2、出立前に


 ここは、フロシア王宮の四つの宮の一つ、『二ノ宮』。またの名を、『官宮かんきゅう』という。その名の通り、官吏が集い、働く場所だ。

 その一角にある、外交をつかさどる―――外務ノ部の長官おさの部屋。

 その部屋の中に、一人の男が木彫りの見事な椅子に座っていた。



 男の、腹までありそうな白い顎髭。

 細やかな細工がされた、銀縁の眼鏡。

 着ている上衣の色は文官の最高位の一つを示す、薄藍。

 アンティークらしき机は、落ち着いた茶色で統一されている。

 老齢であろうその男は、きらきらと光るシャンデリアの下で、ある書簡を読んでいた。







 『先の戦についての報告書』

 アマリス大公国(以下アマリス)とフロシア王国(以下フロシア)の間で、戦争が始まる。

 アマリスが突如フロシアとの国境に攻め込んできたのだ。

 宣戦布告もなく、フロシアから見れば完全な不意打ちであった。

 当然、フロシア側は混乱に陥った。

 その間にも、アマリスはどんどん攻めてくる。


 刻一刻とアマリス軍がフロシアの首都フローラルにたどり着こうとしていた時。

 マリー王女が、陣中の国王陛下の元を訪れなさった。

 そして、国王陛下にこう請うた。


“わたくしに、フロシア王国陸軍及びフロシア王宮近衛軍の全権を、一時的に譲り渡していただきたい。わたくしは女の身でありながら、この国と陛下に絶対の忠誠を誓う騎士である。譲り渡していただいた暁には、必ずやこの国に勝利をもたらしましょう。”と。
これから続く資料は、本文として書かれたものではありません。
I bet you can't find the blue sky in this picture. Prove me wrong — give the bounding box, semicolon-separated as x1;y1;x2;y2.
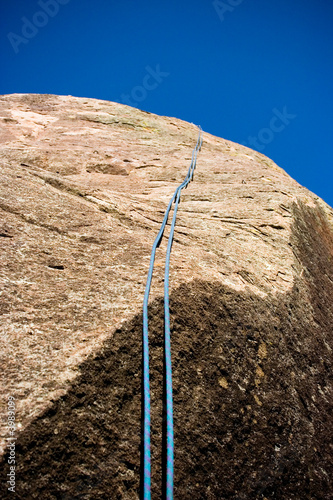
0;0;333;206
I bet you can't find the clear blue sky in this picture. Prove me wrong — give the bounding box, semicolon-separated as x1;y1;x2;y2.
0;0;333;206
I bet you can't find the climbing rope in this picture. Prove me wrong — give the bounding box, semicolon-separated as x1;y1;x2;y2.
142;126;202;500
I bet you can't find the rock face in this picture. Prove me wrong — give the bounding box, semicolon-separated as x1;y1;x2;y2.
0;95;333;500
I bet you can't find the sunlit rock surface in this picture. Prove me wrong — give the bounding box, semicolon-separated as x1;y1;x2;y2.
0;94;333;500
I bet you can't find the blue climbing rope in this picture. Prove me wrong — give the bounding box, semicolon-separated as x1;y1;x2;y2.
143;126;202;500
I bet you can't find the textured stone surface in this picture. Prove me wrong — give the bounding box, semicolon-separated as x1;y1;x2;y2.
0;95;333;499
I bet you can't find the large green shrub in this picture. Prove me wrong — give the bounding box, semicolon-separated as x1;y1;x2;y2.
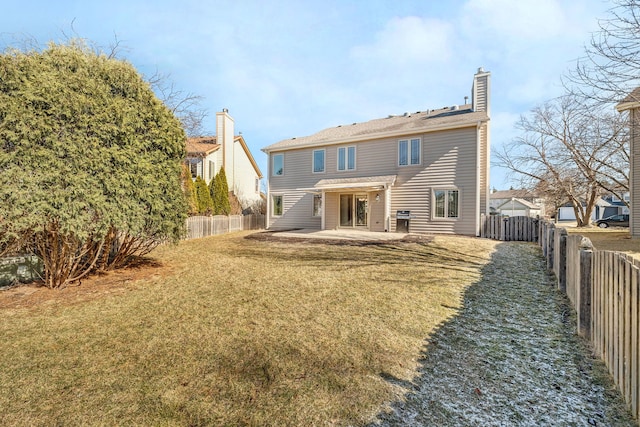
0;41;187;287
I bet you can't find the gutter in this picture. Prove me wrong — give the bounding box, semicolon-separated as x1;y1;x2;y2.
260;118;489;154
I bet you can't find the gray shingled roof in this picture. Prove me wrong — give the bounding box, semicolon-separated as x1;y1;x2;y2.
262;105;489;152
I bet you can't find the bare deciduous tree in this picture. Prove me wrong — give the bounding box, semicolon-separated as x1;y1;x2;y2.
147;72;207;136
565;0;640;105
497;95;628;227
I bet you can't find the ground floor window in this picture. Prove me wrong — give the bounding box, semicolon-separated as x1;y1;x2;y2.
188;159;202;179
313;194;322;216
433;190;460;218
271;195;282;216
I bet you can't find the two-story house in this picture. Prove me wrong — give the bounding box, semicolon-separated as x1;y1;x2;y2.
263;68;490;235
186;108;262;208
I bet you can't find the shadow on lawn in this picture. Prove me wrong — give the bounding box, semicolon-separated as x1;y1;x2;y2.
364;242;635;427
245;232;485;269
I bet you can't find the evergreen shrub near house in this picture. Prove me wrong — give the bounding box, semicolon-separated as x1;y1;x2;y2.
0;41;187;288
182;163;198;215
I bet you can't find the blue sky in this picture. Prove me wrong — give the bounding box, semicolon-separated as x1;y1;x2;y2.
0;0;612;189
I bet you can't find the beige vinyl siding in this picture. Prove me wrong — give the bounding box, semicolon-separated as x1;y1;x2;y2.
269;190;320;230
269;126;480;235
269;149;324;230
391;127;478;235
369;191;385;231
324;193;340;230
479;123;491;215
629;108;640;237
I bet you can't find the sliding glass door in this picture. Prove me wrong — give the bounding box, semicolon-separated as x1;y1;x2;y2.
340;194;369;228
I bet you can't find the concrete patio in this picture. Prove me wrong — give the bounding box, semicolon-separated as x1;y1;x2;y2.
273;228;408;241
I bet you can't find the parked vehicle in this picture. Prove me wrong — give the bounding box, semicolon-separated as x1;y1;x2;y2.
594;215;629;228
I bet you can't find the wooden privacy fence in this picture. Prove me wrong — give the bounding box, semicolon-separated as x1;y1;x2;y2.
186;214;265;239
481;217;640;419
480;215;540;242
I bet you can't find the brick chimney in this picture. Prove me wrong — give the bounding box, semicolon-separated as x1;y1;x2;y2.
471;67;491;114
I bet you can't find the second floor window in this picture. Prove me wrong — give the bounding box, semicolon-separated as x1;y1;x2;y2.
338;146;356;171
189;159;202;179
313;150;324;173
313;194;322;216
398;138;421;166
271;154;284;176
209;160;216;181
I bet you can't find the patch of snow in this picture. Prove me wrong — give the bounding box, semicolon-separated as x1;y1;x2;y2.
374;243;636;426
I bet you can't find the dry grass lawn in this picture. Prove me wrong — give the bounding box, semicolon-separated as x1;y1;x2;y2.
0;233;497;426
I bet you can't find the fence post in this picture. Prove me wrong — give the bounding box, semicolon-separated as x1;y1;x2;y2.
556;228;567;294
576;238;593;338
546;225;556;270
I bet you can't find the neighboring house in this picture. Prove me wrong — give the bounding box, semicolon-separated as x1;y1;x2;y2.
557;198;616;221
263;68;490;235
489;189;546;217
492;197;542;218
186;108;262;208
616;87;640;238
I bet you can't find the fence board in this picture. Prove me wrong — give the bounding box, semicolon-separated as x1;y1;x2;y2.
630;265;640;419
186;215;265;239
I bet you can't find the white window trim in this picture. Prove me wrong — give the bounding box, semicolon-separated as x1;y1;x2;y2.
431;187;462;221
311;148;327;173
270;193;284;218
398;138;422;168
271;153;284;176
336;145;358;172
311;194;322;218
208;160;216;182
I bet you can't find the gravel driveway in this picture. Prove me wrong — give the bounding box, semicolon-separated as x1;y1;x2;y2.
375;243;636;426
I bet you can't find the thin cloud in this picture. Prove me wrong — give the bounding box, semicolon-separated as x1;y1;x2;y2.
352;16;453;65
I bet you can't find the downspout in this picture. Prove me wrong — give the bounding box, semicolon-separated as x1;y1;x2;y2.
475;121;482;237
264;152;271;230
320;190;327;230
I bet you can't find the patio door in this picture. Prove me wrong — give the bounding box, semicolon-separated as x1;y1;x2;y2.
340;194;369;228
354;194;369;227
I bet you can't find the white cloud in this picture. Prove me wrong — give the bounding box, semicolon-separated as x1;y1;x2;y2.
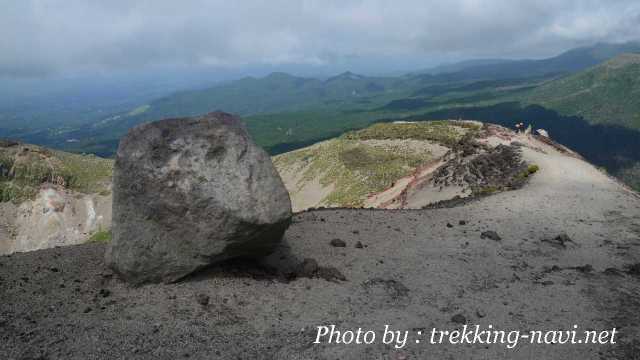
0;0;640;74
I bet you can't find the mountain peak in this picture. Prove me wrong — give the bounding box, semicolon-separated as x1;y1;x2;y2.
327;71;365;82
603;53;640;69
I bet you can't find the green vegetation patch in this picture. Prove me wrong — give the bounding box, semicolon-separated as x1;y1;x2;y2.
274;122;464;207
87;230;112;244
0;145;113;203
344;121;480;146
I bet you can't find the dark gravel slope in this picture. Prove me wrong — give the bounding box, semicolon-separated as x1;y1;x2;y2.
0;197;640;359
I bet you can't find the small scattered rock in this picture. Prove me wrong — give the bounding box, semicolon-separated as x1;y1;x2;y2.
297;258;318;278
318;266;347;281
480;230;502;241
196;293;210;306
362;278;409;299
602;268;623;276
451;314;467;325
542;233;575;249
627;263;640;276
572;264;593;274
329;239;347;247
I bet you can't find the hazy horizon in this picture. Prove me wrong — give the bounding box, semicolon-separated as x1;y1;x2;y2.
0;0;640;80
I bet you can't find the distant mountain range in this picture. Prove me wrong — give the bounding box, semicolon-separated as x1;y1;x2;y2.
0;42;640;191
526;54;640;129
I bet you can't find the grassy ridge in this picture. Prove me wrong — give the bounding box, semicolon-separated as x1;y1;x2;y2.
274;121;472;207
523;54;640;129
0;143;113;202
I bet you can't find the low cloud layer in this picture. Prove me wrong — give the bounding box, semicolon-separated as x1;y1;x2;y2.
0;0;640;76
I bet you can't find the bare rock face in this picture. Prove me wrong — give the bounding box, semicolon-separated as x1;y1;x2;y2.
106;112;291;283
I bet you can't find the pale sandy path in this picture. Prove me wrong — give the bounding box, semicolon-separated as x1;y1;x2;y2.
0;134;640;360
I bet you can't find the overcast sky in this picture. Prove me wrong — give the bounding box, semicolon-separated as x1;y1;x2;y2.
0;0;640;76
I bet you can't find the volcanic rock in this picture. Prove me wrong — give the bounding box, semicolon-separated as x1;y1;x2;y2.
106;112;291;283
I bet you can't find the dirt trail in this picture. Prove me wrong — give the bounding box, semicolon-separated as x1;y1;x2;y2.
0;130;640;359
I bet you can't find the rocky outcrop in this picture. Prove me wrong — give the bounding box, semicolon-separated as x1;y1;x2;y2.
106;112;291;283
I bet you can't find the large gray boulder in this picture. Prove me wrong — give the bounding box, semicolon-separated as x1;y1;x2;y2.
106;112;291;283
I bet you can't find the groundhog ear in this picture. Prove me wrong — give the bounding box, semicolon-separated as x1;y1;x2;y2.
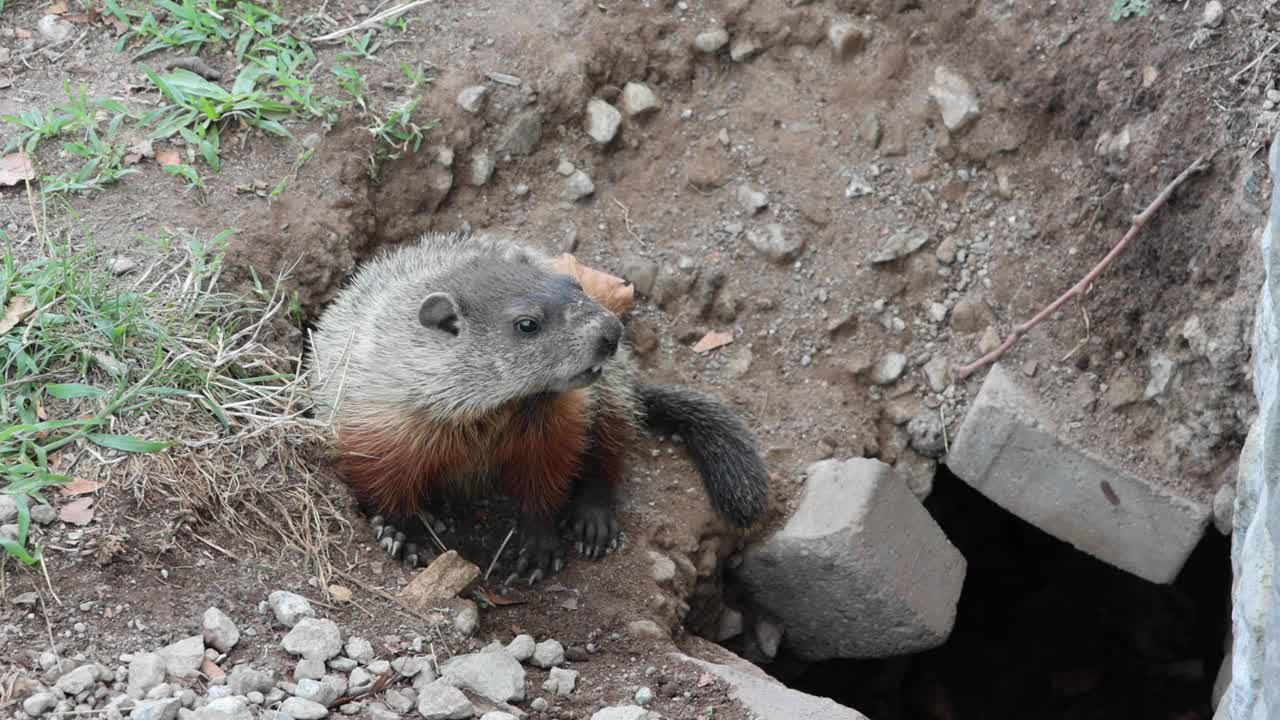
417;292;458;336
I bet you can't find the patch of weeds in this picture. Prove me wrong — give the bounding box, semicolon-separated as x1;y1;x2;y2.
104;0;234;60
0;224;305;565
142;65;292;172
0;81;137;193
333;65;369;113
1111;0;1151;23
369;97;435;160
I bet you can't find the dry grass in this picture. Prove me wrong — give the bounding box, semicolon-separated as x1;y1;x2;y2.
0;183;353;587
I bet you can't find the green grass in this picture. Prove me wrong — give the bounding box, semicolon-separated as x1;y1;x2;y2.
0;0;435;193
0;217;303;565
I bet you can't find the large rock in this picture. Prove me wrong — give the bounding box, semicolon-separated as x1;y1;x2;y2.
398;550;480;610
947;364;1211;583
128;652;169;697
266;591;316;628
673;638;867;720
417;680;475;720
440;648;525;702
739;457;965;661
280;618;342;660
201;607;239;652
156;635;205;680
1217;127;1280;720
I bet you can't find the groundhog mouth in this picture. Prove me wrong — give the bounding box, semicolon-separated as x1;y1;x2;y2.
562;363;604;389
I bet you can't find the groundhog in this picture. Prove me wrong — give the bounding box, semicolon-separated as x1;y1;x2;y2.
306;233;768;584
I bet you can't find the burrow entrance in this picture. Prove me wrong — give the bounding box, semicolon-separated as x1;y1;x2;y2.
731;466;1231;720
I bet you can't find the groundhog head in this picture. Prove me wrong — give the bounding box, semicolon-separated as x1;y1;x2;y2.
417;256;622;400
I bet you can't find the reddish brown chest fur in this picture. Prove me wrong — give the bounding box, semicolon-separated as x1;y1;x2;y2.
337;391;596;518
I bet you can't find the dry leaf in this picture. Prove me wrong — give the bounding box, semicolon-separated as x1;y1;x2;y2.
476;589;529;607
0;152;36;187
694;331;733;352
0;295;36;334
552;254;636;315
61;478;102;497
58;497;93;525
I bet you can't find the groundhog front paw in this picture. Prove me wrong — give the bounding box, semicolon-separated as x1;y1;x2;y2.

 この言葉を信じた国王陛下は、王女に王国陸軍の全権と、王宮近衛軍の半分の衛兵をお与えになった。

 直ちに王国陸軍と王宮近衛軍をまとめた王女は、アマリス軍を撃退するために出陣する。

 そして、王女はアマリス軍を迎え撃つため、アマリスとの国境とフローラルのちょうど中間地点にあるキタル盆地に陣を敷いた。


 アマリス軍の進軍は速かった。

 一月も数えないうちに、アマリス軍の先陣はフロシアの陣と睨み合うように布陣する。

 後に、“キタル対戦”と呼ばれる戦いの火蓋が切られた。

 この戦いで王女は、誰も考えつかないような数々の奇策を用いて、負け戦続きであったフロシアに逆転大勝利をもたらす。

 王女にとって、これが初陣となった。

 ほとんど犠牲を出さずに勝利を掴んだ王女は、勢いづいたフロシア軍を率いて敗走し始めたアマリス軍を追う。

 そうして、アマリスとの国境付近でアマリス軍の本軍と戦い、アマリス軍の幹部――――アマリスの公子たち――――を全て捕らえ、一時的に捕虜とした。


 戦後処理も国王陛下から任せられた王女は、アマリス大公と講和を結ぶ。

 講和の内容は、以下のものである。


・捕虜としたアマリスの公子たちに、しかるべき処分を下すこと。

・フロシアに、この戦いでアマリス軍が奪った領地を全て返すこと。国境線は、今まで通りとする。

・フロシアに、賠償金を払うこと。


 これらの講和に、アマリス大公はすべて承認された。


 こうして、アマリスとの戦いは終わった。








「あれからもう、五年か…………………………………」

 彼は、こう呟いた。

 ふぅ………と一息つく。

 そうして、読み上げたばかりの書簡をしまおうとした時。

 コンッコンッと扉をノックする音がした。

(………………………………やっといらっしゃいましたな)

 男は心の中で、呟いた。

 そのまま立ち上がり、扉へ向かう。

 この男―――ジークハルト・ベンストンは、待ち人を迎えに行ったのであった。